Par Jeanne Mazabraud
— Tu en fais une tête ! Encore une dispute ? Il ne veut plus te voir ? Tu as décidé de le larguer ? Allez, dis-moi…
Sans répondre à Michèle, Geneviève se glisse sur la banquette. Ou plutôt s’y affale. Les deux copines se voient peu souvent, prises dans leur faisceau familial et professionnel. Aussi tiennent-elles particulièrement au rituel du déjeuner dit « du Doc Gynéco ». Geneviève, après son contrôle annuel de routine, retrouve Michèle aux Copains d'abord, vieille brasserie du centre où elles avaient leurs quartiers du temps de leur vie étudiante. Est-ce le rouge garance des banquettes ? La gouaille des garçons ? L’éternelle grimace de la caissière, surnommée « la matonne » par des générations de consommateurs ? L’effet jouvence est garanti : les deux amies se racontent amours et déconvenues, se défoulent sur ces « salauds » qui leur en font voir, mijotent des vengeances florentines et piquent des fous rires bienfaisants.
Aujourd’hui cependant, quelque chose cloche.
— Tu es toute pâle, s’inquiète Michèle, prompte à retrouver ses réflexes de médecin généraliste.
Geneviève se ressaisit et révèle que le contrôle gynécologique annuel a eu lieu il y a quelques semaines.
— Tu étais en vacances.
Au lieu de la lettre l’informant de la normalité des analyses, Geneviève a été vite convoquée par Doc Gynéco « pour une petite vérification ». Elle passe au récit de la consultation.
Elle est la patiente du Doc depuis près de quinze ans. Elle a accouché de ses deux enfants dans son service. C’est un homme calme, précis, peu chaleureux mais néanmoins humain. Et franc. Des qualités que Geneviève apprécie. En trois phrases il expose le problème (« le frottis révèle la présence de papillomavirus »), la cause (« votre ou vos partenaires vous ont infectée »), le risque (« cancer du col de l’utérus ») et, si ce risque est avéré, la solution (« une opération, limitée à la conisation. Si l’on s’y prend assez tôt pas d'ablation totale »). Mais avant tout, il faut procéder à un nouveau contrôle.
Tandis qu’elle se glisse dans les étriers et que le Doc procède, Geneviève passe la situation en revue. Donc la contamination est due à un partenaire. Mais d’où la tient-il ? D’une autre femme ?
— Oui. Décontractez-vous sinon je vais vous faire mal, rétorque le Doc. Une fois l’examen terminé et tandis que Geneviève se rhabille, il se livre à un topo sur la transmission des papillomavirus HPV de type 16 et de type 18, responsables de sept cancers de l’utérus sur dix.
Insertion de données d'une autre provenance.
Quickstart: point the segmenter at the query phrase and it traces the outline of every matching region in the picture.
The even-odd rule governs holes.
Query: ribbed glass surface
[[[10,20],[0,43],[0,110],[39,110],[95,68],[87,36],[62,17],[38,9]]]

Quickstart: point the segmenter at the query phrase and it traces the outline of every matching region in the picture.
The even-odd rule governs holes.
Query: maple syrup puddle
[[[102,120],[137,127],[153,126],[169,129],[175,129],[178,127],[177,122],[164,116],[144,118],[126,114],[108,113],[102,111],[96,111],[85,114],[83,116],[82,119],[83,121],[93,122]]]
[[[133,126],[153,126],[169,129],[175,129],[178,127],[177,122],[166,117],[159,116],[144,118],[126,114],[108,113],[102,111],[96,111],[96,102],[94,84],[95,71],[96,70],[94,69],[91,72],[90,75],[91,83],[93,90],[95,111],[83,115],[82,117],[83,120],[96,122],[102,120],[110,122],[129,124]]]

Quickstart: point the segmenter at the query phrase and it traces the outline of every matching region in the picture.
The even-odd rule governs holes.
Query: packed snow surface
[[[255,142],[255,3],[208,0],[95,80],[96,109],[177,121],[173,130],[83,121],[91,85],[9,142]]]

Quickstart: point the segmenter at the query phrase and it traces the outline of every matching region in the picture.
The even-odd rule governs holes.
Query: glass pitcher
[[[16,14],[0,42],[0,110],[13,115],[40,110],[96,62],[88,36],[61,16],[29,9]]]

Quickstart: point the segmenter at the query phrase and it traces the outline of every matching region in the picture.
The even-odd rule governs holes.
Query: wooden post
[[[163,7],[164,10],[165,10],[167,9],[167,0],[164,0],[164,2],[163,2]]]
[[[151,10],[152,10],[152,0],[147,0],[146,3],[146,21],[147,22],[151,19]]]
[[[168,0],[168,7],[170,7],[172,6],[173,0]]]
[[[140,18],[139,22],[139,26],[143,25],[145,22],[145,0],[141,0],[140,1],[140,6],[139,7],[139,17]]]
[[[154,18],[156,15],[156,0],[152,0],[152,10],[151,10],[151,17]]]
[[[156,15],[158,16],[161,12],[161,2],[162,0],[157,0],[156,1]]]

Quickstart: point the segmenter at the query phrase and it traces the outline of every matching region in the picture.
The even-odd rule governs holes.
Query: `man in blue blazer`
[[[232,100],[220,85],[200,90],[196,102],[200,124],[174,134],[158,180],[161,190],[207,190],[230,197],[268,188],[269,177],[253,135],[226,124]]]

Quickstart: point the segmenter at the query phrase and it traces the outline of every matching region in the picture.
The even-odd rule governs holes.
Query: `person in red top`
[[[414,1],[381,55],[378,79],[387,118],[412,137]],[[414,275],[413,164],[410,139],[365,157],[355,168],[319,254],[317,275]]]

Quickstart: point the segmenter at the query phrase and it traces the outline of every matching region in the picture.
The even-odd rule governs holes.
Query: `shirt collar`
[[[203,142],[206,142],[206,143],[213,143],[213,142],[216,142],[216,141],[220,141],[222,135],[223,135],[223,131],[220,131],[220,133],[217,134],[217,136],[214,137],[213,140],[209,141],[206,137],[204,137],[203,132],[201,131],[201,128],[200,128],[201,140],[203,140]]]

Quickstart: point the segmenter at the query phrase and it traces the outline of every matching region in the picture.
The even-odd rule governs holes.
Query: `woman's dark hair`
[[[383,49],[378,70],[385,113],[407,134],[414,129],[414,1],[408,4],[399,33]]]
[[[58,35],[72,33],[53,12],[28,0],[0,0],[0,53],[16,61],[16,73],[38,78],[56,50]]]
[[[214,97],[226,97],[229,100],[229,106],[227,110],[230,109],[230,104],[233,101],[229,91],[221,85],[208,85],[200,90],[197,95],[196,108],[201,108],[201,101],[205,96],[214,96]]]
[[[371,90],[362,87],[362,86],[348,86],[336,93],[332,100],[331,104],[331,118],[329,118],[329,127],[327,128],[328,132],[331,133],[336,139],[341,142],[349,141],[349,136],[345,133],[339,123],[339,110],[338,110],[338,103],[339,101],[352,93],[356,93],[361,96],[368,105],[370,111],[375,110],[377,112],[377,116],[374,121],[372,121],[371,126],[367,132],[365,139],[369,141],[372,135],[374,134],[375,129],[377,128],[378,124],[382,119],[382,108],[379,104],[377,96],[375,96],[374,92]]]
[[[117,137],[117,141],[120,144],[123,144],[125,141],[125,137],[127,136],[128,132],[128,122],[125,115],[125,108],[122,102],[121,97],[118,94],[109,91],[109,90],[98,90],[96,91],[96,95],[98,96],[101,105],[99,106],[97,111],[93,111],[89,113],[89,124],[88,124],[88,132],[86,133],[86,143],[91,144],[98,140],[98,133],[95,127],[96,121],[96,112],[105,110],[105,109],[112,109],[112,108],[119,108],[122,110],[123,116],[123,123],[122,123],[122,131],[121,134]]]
Les HPV 31, 33 et 35 sont moins nocifs. « La meilleure protection reste le préservatif », conclut-il.
Une fois le récit de Geneviève achevé, Michèle s’efforce d’apaiser son amie :
— Attends les résultats des nouvelles analyses. On ne chope pas un cancer à tous les coups. Les virus se nettoient souvent d’eux-mêmes.
— Formidable, le blanchiment automatique ! L’utérus version banque Suisse ?, ironise Geneviève.
Et soudain, mordante :
— Lequel des deux m’a fait le coup, hein, lequel ?
— Comment lequel des deux ? Tu n’en as pas plus de deux ?, tente Michèle pour alléger l’atmosphère.
Peine perdue. Geneviève oscille entre rage et désespoir :
— Si je meurs, je ne saurai même pas à qui la faute. Et si je ne meurs pas, ce sera pareil d’ailleurs. C’est dingue…
Soudain combative, la belle quadra avale son expresso brûlant, enfile sa veste et, entraînant son amie vers la sortie, lui chuchote :
— Quitte à crever, j’en aurai le cœur net. On va chez toi ? Je vais tout te raconter.